(HealthDay News) — On any given day in the United States in 2009 to 2010, one in five young children and nearly one in four teens ate pizza for a meal or snack, and when pizza is consumed, it makes up more than 20% of the daily intake of calories, according to findings reported in Pediatrics.
“Given that pizza remains a highly prevalent part of children’s diet, we need to make healthy pizza the norm,” study author Lisa Powell, PhD, a professor of health policy and administration at the University of Illinois at Chicago, told HealthDay.
Powell’s team analyzed data from four U.S. National Health and Nutrition Examination Surveys (NHANES) from 2003 to 2010. Families of almost 13,890 children and teens, aged 2 to 19 years, reported what their children had eaten in the previous 24 hours.
From the first survey in 2003 to 2004 to the last survey in 2009 to 2010, calories consumed from pizza declined by one-quarter overall among children aged 2 to 11 years. Daily average calories from pizza also declined among teens, but slightly more teens reported eating pizza.

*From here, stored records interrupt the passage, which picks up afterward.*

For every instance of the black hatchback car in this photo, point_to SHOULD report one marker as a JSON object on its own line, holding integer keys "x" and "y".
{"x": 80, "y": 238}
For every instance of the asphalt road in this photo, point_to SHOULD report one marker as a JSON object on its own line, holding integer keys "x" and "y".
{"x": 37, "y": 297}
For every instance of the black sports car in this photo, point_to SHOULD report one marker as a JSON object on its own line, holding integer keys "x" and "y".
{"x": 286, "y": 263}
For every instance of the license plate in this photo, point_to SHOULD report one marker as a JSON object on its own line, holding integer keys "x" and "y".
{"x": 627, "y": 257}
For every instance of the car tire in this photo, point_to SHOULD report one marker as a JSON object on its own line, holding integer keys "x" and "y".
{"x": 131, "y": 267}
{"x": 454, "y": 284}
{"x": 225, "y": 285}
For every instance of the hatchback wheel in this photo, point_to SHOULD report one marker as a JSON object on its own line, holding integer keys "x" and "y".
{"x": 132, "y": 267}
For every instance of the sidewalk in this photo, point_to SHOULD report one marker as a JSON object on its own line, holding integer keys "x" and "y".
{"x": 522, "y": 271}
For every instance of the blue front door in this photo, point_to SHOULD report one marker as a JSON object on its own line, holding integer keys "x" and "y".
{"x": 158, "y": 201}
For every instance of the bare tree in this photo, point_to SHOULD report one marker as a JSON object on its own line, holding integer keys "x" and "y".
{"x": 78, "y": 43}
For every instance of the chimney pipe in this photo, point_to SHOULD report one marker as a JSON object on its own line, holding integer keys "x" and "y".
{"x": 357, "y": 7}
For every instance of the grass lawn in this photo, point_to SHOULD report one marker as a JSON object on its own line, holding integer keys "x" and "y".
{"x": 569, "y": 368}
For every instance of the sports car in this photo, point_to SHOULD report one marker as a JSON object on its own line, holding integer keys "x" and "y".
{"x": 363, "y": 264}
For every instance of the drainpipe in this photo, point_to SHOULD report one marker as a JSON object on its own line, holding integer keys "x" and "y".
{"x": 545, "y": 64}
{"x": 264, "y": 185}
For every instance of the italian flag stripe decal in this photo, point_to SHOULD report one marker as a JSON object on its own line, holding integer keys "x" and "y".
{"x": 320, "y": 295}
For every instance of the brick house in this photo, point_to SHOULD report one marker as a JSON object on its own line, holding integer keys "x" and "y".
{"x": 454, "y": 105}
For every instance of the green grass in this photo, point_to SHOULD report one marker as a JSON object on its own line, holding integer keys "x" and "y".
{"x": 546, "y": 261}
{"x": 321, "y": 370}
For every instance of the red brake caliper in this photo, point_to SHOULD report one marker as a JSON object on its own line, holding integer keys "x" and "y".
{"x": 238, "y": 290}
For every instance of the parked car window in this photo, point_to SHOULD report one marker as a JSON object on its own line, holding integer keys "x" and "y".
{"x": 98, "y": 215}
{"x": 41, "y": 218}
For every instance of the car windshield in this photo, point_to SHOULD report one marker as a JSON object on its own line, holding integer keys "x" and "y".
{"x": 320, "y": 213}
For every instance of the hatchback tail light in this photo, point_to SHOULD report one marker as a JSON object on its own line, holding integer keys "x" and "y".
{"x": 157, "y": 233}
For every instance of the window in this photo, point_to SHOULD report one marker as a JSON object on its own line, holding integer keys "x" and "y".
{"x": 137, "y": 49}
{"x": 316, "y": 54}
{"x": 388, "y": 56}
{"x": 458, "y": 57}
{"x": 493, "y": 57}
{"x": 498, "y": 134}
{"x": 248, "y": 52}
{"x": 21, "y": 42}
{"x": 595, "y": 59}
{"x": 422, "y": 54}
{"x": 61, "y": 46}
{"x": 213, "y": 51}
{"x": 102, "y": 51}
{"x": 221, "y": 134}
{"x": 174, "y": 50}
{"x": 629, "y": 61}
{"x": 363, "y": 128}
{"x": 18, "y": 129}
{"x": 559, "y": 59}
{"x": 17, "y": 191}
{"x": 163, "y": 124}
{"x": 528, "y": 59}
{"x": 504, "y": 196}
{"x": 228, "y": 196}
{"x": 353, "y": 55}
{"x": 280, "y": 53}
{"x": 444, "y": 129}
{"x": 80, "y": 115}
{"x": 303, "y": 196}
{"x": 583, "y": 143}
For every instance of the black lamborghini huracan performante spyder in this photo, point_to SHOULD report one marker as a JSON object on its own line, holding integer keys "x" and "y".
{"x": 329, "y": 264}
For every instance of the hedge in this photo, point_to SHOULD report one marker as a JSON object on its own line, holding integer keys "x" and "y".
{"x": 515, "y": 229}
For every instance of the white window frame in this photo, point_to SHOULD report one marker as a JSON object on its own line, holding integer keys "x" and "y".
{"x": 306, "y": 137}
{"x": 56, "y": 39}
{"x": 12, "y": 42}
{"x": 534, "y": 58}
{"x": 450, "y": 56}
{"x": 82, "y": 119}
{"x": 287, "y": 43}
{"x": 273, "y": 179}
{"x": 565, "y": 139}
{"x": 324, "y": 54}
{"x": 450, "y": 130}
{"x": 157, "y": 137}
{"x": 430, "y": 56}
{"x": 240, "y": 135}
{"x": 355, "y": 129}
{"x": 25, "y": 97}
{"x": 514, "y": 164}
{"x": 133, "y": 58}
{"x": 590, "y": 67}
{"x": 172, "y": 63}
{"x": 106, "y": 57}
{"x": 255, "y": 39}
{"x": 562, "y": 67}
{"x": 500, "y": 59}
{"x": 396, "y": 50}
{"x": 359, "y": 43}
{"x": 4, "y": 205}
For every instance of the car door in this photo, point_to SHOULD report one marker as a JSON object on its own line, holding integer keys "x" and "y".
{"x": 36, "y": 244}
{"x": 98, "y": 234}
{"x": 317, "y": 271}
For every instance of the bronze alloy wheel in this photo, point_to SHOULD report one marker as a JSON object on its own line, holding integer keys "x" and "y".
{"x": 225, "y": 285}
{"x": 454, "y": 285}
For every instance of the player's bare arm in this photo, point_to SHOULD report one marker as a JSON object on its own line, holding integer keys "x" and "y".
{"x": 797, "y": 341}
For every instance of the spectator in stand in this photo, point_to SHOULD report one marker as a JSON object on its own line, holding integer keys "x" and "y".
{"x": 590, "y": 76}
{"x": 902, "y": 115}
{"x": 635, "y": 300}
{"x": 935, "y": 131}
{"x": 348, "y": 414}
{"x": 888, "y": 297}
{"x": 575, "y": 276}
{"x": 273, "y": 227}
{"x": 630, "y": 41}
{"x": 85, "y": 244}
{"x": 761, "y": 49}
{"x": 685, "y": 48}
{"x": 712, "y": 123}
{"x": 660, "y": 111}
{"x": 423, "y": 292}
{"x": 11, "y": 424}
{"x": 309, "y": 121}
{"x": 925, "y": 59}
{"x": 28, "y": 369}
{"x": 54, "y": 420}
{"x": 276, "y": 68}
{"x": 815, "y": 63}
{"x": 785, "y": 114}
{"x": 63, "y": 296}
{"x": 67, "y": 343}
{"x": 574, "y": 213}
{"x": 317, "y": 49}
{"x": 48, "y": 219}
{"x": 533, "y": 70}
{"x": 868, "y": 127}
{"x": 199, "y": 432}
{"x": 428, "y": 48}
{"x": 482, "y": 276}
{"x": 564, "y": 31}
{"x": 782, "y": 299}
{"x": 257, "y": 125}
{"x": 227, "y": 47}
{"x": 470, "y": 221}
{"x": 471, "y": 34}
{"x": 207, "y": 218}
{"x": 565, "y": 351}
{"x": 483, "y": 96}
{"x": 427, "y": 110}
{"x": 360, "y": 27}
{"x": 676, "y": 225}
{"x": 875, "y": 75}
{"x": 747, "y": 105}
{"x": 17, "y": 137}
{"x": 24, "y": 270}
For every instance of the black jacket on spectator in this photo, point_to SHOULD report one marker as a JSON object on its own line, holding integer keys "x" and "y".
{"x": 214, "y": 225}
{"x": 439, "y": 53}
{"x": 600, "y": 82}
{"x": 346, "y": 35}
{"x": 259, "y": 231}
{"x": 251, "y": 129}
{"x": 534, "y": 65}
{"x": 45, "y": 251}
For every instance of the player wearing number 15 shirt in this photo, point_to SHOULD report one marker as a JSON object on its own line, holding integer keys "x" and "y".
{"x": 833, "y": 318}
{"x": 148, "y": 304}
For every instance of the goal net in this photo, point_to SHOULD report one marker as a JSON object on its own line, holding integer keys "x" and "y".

The proportion of younger children eating pizza at dinner and from fast food dropped over the period studied. When they did eat it, however, it bumped up their total average calories eaten that day, especially if it was eaten as a snack or from a fast-food restaurant.
On the days children ate pizza, they consumed 84 more calories, 3 g more saturated fat and 134 mg more sodium than average, the investigators found. Teens took in an extra 230 calories, 5 g saturated fat and 484 mg sodium on pizza days.
“There were no differences in impact on calories and nutrients between whether youths ate pizza from stores or from fast food, suggesting that efforts to improve the nutritional content of pizza should include pizza from all sources,” Powell said.
The only time pizza did not increase children’s daily caloric intake were days they ate it from the school cafeteria. That could mean school pizzas are healthier, or it could mean other school lunches are equally high in calories, Powell said.